12 de maio de 2026 · 5 min de leitura

A Estratégia de Minimização de Arrependimento de Jeff Bezos: A Ferramenta de Decisão Que Funciona

A Estratégia de Minimização de Arrependimento de Jeff Bezos: A Ferramenta de Decisão Que Funciona

"Eu sabia que poderia me arrepender sinceramente de não ter participado desta coisa chamada Internet." — Jeff Bezos, entrevista à Academy of Achievement, 1997

Em 1994, Jeff Bezos era um vice-presidente de trinta anos em um fundo de hedge de Nova York. Ele tinha um emprego estável, um caminho de carreira claro e um bônus de fim de ano que ele estava prestes a perder se desistisse. Ele estava considerando sair para iniciar uma livraria online — uma ideia que a maioria das pessoas em seu círculo achava um tanto ridícula. Ele descreveu o processo de decisão que usou muitas vezes. Ele se projetou para os oitenta anos e perguntou qual escolha ele se arrependeria mais: tentar e falhar, ou nunca tentar.

A estratégia soa simples a ponto de ser trivial. Não é. A maioria das ferramentas de decisão otimiza para a versão presente de você — sua informação atual, recursos atuais, medos atuais. A estratégia de minimização de arrependimento move deliberadamente o tomador de decisão para fora do presente e para o futuro, onde o cálculo muda. Os medos que parecem enormes em seus trinta anos tendem a evaporar aos oitenta. Os caminhos não percorridos tendem a se tornar mais vívidos quanto mais tempo você vive.

O Princípio

A estratégia é uma pergunta: quando eu tiver oitenta anos, olhando para trás neste momento, de qual escolha me arrependerei mais?

Isso funciona porque o arrependimento tem uma assimetria que a maioria das pessoas falha em modelar. O arrependimento por tentativas falhas desaparece. Você tentou, não funcionou, aprendeu algo, seguiu em frente. O arrependimento por coisas que você nunca tentou não desaparece. Ele se acumula. A pessoa que você poderia ter sido, o caminho que você poderia ter seguido, a conversa que você poderia ter tido — estas vivem na imaginação indefinidamente, ganhando peso a cada ano que passa.

A estratégia força você a perguntar: de quais desses dois arrependimentos estou disposto a viver por cinquenta anos? Na maioria das vezes, quando a pergunta é feita dessa forma, a resposta se torna embaraçosamente óbvia. Aquilo que você tem evitado é aquilo que você se arrependeria de não fazer. O risco que você tem chamado de "muito arriscado" é, pela métrica que realmente importa, a escolha mais segura.

Por Que Isso Importa

Decisões tomadas a partir de uma análise de custo-benefício de curto prazo tendem a subestimar sistematicamente o arrependimento de longo prazo. Os números parecem ruins no presente — deixar o salário, terminar o relacionamento, mudar para a nova cidade, iniciar o negócio, dizer a verdade. A matemática do arrependimento, por outro lado, olha para uma variável diferente: com qual versão de si mesmo você consegue viver?
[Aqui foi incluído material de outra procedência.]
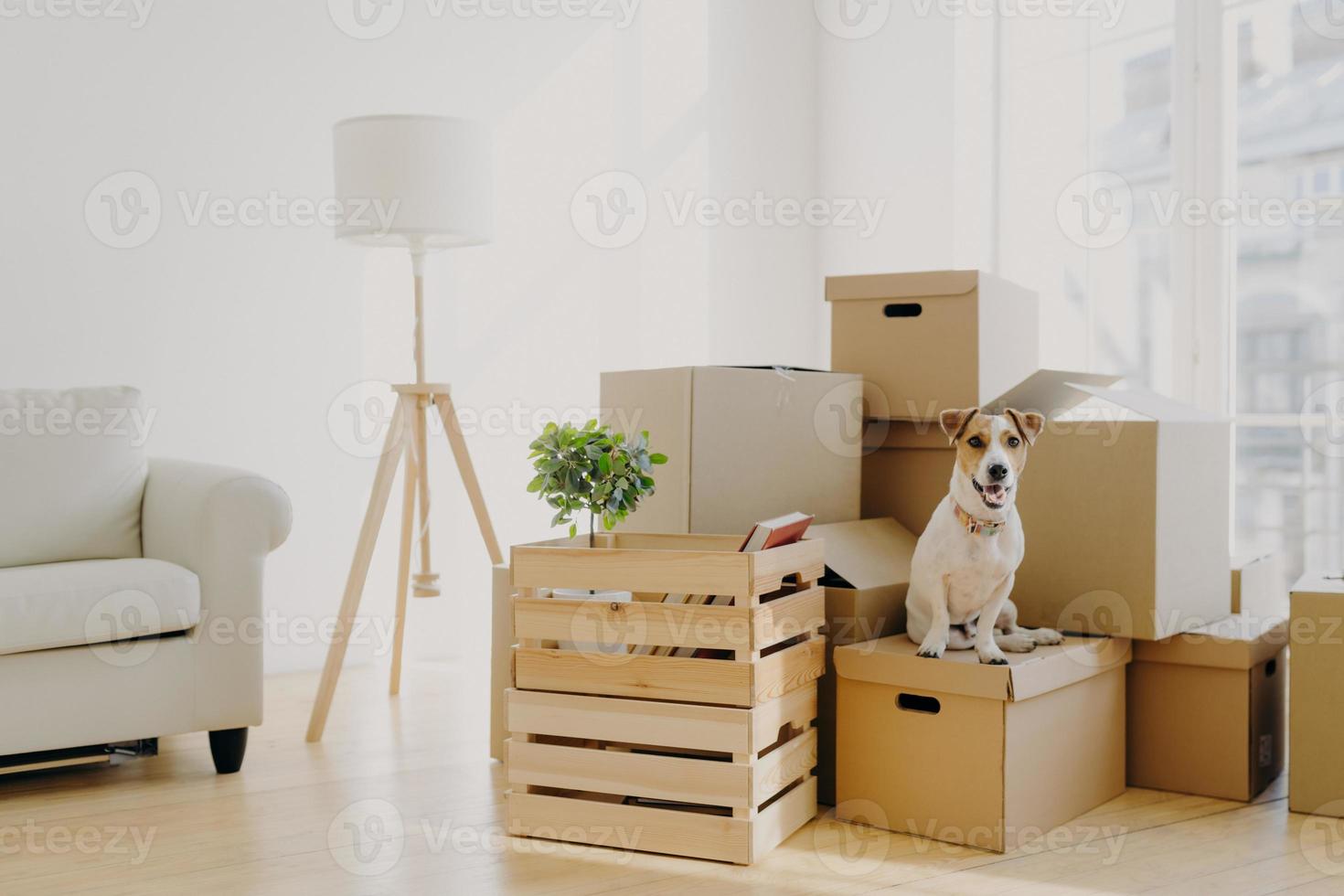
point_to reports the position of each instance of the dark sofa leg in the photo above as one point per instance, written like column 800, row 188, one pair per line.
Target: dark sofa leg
column 228, row 749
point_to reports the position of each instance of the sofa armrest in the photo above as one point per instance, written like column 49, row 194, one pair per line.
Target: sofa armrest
column 220, row 524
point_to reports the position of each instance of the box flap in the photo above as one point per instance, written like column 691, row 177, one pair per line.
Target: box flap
column 1235, row 643
column 906, row 285
column 867, row 554
column 1320, row 583
column 1050, row 392
column 1151, row 404
column 894, row 661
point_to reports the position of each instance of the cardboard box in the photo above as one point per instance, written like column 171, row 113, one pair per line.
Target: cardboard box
column 1316, row 696
column 866, row 583
column 1207, row 709
column 742, row 443
column 983, row 755
column 1260, row 586
column 932, row 340
column 1125, row 501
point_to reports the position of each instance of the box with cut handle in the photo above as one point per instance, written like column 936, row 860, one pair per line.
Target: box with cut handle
column 669, row 726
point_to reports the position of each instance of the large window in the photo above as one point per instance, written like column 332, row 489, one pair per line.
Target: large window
column 1172, row 180
column 1289, row 294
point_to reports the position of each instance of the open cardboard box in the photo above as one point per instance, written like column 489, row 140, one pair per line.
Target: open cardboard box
column 1260, row 586
column 930, row 340
column 974, row 753
column 866, row 583
column 1124, row 500
column 1207, row 709
column 743, row 443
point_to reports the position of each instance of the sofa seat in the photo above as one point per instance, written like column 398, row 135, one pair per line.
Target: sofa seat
column 58, row 604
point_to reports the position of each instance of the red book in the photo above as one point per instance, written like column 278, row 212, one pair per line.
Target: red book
column 783, row 529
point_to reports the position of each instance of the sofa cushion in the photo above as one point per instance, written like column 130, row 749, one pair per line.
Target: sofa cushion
column 71, row 475
column 58, row 604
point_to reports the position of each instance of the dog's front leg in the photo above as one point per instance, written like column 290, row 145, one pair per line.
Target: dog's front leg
column 935, row 640
column 987, row 647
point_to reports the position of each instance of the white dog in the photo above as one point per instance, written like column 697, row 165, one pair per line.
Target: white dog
column 964, row 564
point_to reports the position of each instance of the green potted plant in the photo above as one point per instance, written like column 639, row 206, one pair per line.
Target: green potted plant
column 593, row 470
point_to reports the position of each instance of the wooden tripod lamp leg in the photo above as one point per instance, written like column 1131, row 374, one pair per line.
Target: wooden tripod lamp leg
column 426, row 581
column 392, row 452
column 464, row 468
column 403, row 566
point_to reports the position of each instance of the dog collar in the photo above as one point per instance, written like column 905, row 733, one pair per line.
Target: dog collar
column 976, row 526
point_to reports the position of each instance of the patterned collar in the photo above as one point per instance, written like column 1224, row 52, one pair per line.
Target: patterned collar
column 975, row 526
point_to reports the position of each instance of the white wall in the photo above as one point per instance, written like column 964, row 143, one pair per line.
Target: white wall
column 242, row 337
column 905, row 114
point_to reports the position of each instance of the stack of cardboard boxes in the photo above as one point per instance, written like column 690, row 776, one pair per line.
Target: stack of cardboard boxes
column 1125, row 503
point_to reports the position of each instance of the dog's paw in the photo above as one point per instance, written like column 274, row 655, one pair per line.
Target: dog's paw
column 1019, row 643
column 932, row 650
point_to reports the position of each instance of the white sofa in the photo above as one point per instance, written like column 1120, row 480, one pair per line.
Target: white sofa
column 131, row 589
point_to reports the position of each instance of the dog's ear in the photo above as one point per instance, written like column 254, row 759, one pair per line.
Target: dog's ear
column 1029, row 423
column 953, row 422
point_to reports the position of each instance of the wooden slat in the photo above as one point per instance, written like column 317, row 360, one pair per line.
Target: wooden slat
column 631, row 774
column 769, row 567
column 784, row 766
column 655, row 830
column 635, row 623
column 777, row 822
column 718, row 681
column 632, row 570
column 797, row 707
column 788, row 617
column 788, row 669
column 643, row 721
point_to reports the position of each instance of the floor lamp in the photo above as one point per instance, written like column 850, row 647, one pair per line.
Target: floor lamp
column 431, row 177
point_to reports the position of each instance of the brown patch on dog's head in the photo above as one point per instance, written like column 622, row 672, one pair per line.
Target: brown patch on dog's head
column 953, row 422
column 972, row 440
column 991, row 450
column 1029, row 425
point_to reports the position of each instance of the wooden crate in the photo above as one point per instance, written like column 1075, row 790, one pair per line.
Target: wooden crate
column 687, row 755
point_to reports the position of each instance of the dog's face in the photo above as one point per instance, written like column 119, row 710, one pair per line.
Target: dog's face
column 991, row 454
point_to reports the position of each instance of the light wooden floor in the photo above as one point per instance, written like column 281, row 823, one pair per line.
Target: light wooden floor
column 169, row 825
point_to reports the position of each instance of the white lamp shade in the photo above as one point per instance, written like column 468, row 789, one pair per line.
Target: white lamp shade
column 432, row 177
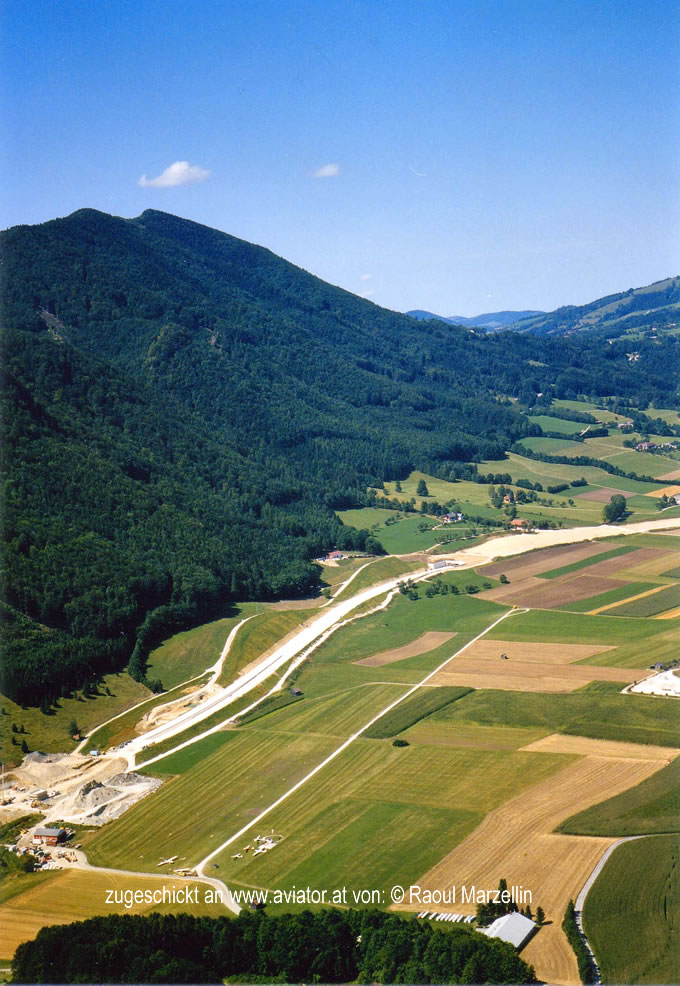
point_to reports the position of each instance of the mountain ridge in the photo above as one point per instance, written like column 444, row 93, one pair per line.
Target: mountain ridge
column 187, row 410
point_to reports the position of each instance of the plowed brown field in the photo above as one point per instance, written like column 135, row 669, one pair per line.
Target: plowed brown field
column 531, row 667
column 428, row 641
column 554, row 592
column 545, row 560
column 516, row 842
column 580, row 745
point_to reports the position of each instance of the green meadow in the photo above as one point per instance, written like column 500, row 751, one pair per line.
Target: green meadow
column 598, row 711
column 651, row 807
column 631, row 913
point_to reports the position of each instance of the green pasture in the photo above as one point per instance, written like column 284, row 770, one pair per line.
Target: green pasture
column 418, row 706
column 599, row 413
column 473, row 498
column 631, row 913
column 361, row 845
column 605, row 598
column 194, row 812
column 553, row 473
column 258, row 636
column 555, row 626
column 184, row 760
column 373, row 786
column 379, row 571
column 400, row 538
column 405, row 620
column 554, row 446
column 547, row 423
column 659, row 602
column 189, row 653
column 466, row 735
column 651, row 807
column 672, row 417
column 49, row 732
column 622, row 549
column 338, row 715
column 597, row 711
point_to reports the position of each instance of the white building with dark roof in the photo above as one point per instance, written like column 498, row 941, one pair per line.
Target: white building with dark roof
column 513, row 928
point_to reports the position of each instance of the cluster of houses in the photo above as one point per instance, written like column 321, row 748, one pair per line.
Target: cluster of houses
column 653, row 447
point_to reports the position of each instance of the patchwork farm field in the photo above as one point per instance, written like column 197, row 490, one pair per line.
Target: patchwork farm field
column 76, row 895
column 339, row 814
column 498, row 752
column 591, row 578
column 518, row 840
column 651, row 807
column 636, row 899
column 191, row 814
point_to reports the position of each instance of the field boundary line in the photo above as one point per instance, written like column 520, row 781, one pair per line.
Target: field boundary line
column 343, row 746
column 630, row 599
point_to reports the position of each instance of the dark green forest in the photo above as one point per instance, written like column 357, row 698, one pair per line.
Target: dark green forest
column 328, row 946
column 183, row 411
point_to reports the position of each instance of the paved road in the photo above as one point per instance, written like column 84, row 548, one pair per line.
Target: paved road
column 506, row 547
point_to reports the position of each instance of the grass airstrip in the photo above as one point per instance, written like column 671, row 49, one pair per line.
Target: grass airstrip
column 499, row 751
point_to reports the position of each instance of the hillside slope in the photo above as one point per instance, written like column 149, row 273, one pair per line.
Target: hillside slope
column 185, row 409
column 649, row 311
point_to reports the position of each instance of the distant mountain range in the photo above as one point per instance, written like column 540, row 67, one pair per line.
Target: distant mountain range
column 636, row 312
column 490, row 320
column 185, row 411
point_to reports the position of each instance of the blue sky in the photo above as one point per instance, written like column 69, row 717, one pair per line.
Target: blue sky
column 455, row 156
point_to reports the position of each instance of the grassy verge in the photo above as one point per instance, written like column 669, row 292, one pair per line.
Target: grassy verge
column 260, row 635
column 50, row 733
column 595, row 711
column 630, row 915
column 123, row 728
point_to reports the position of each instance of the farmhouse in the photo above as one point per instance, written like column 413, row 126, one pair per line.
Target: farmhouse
column 48, row 837
column 513, row 928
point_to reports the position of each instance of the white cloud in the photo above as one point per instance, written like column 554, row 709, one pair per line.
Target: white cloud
column 327, row 171
column 179, row 173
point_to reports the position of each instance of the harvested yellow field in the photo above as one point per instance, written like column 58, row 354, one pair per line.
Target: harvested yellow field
column 516, row 841
column 75, row 895
column 629, row 599
column 656, row 566
column 530, row 666
column 670, row 614
column 531, row 651
column 558, row 743
column 665, row 491
column 544, row 560
column 426, row 642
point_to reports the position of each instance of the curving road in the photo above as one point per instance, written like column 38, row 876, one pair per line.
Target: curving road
column 502, row 547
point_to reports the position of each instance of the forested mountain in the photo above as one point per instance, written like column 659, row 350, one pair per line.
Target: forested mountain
column 652, row 309
column 489, row 320
column 183, row 410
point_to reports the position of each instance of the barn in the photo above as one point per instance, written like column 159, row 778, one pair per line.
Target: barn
column 48, row 837
column 513, row 928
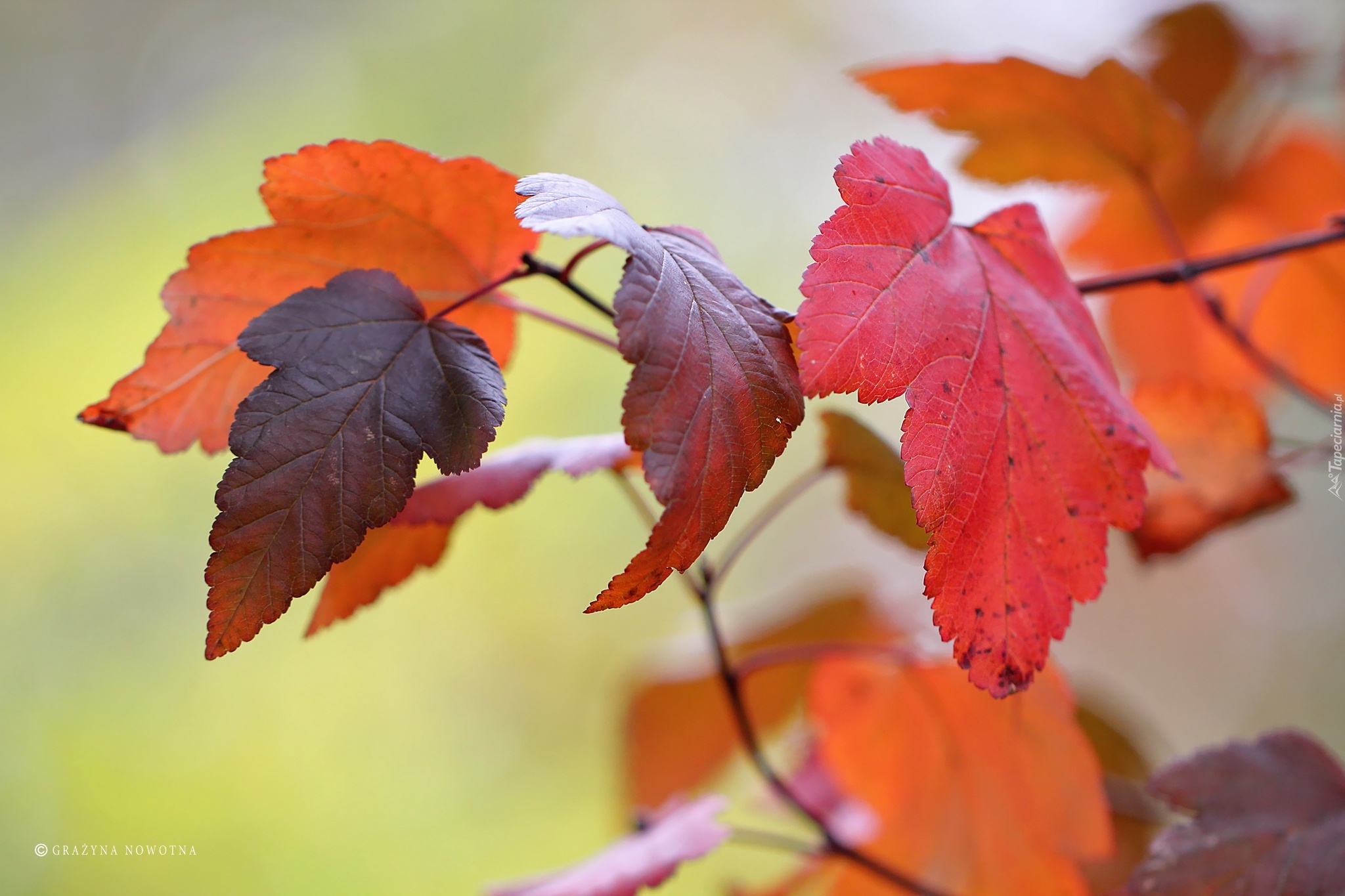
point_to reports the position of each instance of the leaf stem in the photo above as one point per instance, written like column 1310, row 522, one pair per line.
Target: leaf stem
column 519, row 273
column 766, row 516
column 732, row 683
column 1180, row 272
column 531, row 310
column 1208, row 300
column 580, row 255
column 808, row 652
column 638, row 501
column 563, row 277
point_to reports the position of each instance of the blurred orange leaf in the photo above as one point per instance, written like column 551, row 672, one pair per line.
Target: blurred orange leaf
column 978, row 797
column 1030, row 121
column 444, row 227
column 680, row 733
column 1200, row 54
column 876, row 485
column 1219, row 440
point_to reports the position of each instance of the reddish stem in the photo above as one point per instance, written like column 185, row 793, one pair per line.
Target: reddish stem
column 490, row 288
column 732, row 681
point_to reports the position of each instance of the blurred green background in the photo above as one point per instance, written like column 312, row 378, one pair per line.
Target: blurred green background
column 466, row 729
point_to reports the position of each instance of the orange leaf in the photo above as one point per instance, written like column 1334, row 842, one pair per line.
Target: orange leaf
column 1030, row 121
column 876, row 485
column 680, row 733
column 1200, row 53
column 1219, row 440
column 444, row 227
column 418, row 535
column 1162, row 333
column 978, row 797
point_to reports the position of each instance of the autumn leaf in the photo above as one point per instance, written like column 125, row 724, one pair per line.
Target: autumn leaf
column 876, row 488
column 1161, row 333
column 677, row 833
column 1199, row 56
column 417, row 536
column 977, row 797
column 715, row 394
column 678, row 729
column 849, row 820
column 1019, row 446
column 1029, row 121
column 444, row 227
column 1219, row 440
column 327, row 445
column 1269, row 820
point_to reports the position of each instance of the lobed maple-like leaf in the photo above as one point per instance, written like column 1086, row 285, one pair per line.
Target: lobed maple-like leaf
column 876, row 485
column 713, row 395
column 975, row 797
column 444, row 227
column 1029, row 121
column 417, row 536
column 327, row 446
column 1219, row 440
column 1162, row 335
column 1269, row 821
column 1019, row 445
column 677, row 833
column 680, row 731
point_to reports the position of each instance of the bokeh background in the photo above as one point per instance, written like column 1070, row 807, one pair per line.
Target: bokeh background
column 466, row 730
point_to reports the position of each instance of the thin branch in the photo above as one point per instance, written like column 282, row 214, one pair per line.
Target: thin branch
column 1180, row 272
column 1208, row 300
column 485, row 291
column 734, row 689
column 766, row 516
column 531, row 310
column 580, row 255
column 753, row 837
column 562, row 276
O custo de errar nisso é um tipo particular de tristeza no fim da vida que é bem documentada em pesquisas de cuidados paliativos. Pacientes perto do fim da vida consistentemente relatam se arrepender mais de ações que não tomaram do que de ações que tomaram e falharam. Bronnie Ware, uma enfermeira australiana de cuidados paliativos, publicou uma reflexão amplamente citada sobre os arrependimentos mais comuns dos moribundos. Tentativas falhas quase nunca aparecem. Tentativas evitadas aparecem constantemente. Eu gostaria de ter tido coragem de viver uma vida fiel a mim mesmo. Eu gostaria de ter me permitido ser mais feliz. Eu gostaria de ter mantido contato com meus amigos.

A estratégia de Bezos é uma forma de tornar a versão de oitenta anos de você uma parte interessada em suas decisões atuais. Elas não têm voto na vida da maioria das pessoas. Deveriam ter.

Vale a pena notar o que a estratégia não é. Não é uma prescrição para imprudência. A pergunta não é qual opção é mais ousada? — é qual arrependimento eu não conseguiria absorver? Às vezes, a resposta é a escolha conservadora. A pessoa considerando um caso, projetada para os oitenta anos, quase sempre relata um forte arrependimento sobre o casamento destruído. A pessoa considerando um jogo financeiro que esmagaria sua família se falhasse muitas vezes descobre, na projeção, que se importa mais com sua família do que com o jogo. A estratégia não pende para a ação ou para a cautela. Ela pende para qual eu futuro tem a reivindicação mais forte — e você é o único que pode ouvi-la.

Como Praticar

Escolha uma decisão que você tem carregado por mais de três meses sem resolver. Em seguida, execute este protocolo esta semana.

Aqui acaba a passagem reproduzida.